On Thu, Sep 10, 2015 at 1:24 AM, Todd <[email protected]> wrote:
Hi,
I am using data generated with
sparksqlperf(https://github.com/databricks/spark-sql-perf) to test the spark
sql performance (spark on yarn, with 10 nodes) with the following code (The
table store_sales is about 90 million records, 6G in size)

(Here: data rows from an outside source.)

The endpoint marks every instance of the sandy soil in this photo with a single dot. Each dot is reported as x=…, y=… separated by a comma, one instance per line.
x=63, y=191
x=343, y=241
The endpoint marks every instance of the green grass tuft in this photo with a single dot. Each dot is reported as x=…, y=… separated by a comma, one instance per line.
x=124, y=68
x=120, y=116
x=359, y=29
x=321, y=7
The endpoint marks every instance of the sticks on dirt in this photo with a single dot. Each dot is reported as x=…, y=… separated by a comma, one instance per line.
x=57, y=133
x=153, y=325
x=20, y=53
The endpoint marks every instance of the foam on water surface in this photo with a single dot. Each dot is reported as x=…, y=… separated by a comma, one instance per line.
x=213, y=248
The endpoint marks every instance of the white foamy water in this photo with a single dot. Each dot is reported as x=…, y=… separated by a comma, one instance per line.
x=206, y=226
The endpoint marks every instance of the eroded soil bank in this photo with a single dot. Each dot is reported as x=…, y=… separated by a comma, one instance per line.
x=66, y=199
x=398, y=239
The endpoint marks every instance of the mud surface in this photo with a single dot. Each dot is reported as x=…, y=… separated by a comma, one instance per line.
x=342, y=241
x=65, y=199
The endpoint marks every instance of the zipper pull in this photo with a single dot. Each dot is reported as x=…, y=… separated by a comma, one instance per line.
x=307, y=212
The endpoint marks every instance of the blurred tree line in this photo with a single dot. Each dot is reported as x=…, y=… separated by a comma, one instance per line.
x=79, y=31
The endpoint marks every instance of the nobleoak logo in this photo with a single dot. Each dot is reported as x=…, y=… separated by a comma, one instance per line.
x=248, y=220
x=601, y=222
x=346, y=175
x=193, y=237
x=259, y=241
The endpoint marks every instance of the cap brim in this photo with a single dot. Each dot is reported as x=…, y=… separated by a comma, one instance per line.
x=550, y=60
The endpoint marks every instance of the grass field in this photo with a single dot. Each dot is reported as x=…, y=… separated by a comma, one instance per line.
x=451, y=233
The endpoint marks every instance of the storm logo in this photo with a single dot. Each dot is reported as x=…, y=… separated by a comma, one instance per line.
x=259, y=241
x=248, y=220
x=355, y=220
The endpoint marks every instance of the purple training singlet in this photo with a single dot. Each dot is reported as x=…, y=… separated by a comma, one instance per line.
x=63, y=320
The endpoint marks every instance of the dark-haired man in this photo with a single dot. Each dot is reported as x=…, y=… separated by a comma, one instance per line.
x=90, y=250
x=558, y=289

val outputDir="hdfs://tmp/spark_perf/scaleFactor=30/useDecimal=true/store_sales"
val name="store_sales"
sqlContext.sql(
s"""
|CREATE TEMPORARY TABLE ${name}
|USING org.apache.spark.sql.parquet
|OPTIONS (
| path '${outputDir}'
|)
""".stripMargin)
val sql="""
|select
| t1.ss_quantity,
| t1.ss_list_price,
| t1.ss_coupon_amt,
| t1.ss_cdemo_sk,
| t1.ss_item_sk,
| t1.ss_promo_sk,
| t1.ss_sold_date_sk
|from store_sales t1 join store_sales t2 on t1.ss_item_sk =
t2.ss_item_sk
|where
| t1.ss_sold_date_sk between 2450815 and 2451179
""".stripMargin
val df = sqlContext.sql(sql)
df.rdd.foreach(row=>Unit)
With 1.4.1, I can finish the query in 6 minutes, but I need 10+ minutes with
1.5.
The configuration are basically the same, since I copy the configuration from
1.4.1 to 1.5:
sparkVersion 1.4.1 1.5.0
scaleFactor 30 30
spark.sql.shuffle.partitions 600 600
spark.sql.sources.partitionDiscovery.enabled true true
spark.default.parallelism 200 200
spark.driver.memory 4G 4G 4G
spark.executor.memory 4G 4G
spark.executor.instances 10 10
spark.shuffle.consolidateFiles true true
spark.storage.memoryFraction 0.4 0.4
spark.executor.cores 3 3
I am not sure where is going wrong,any ideas?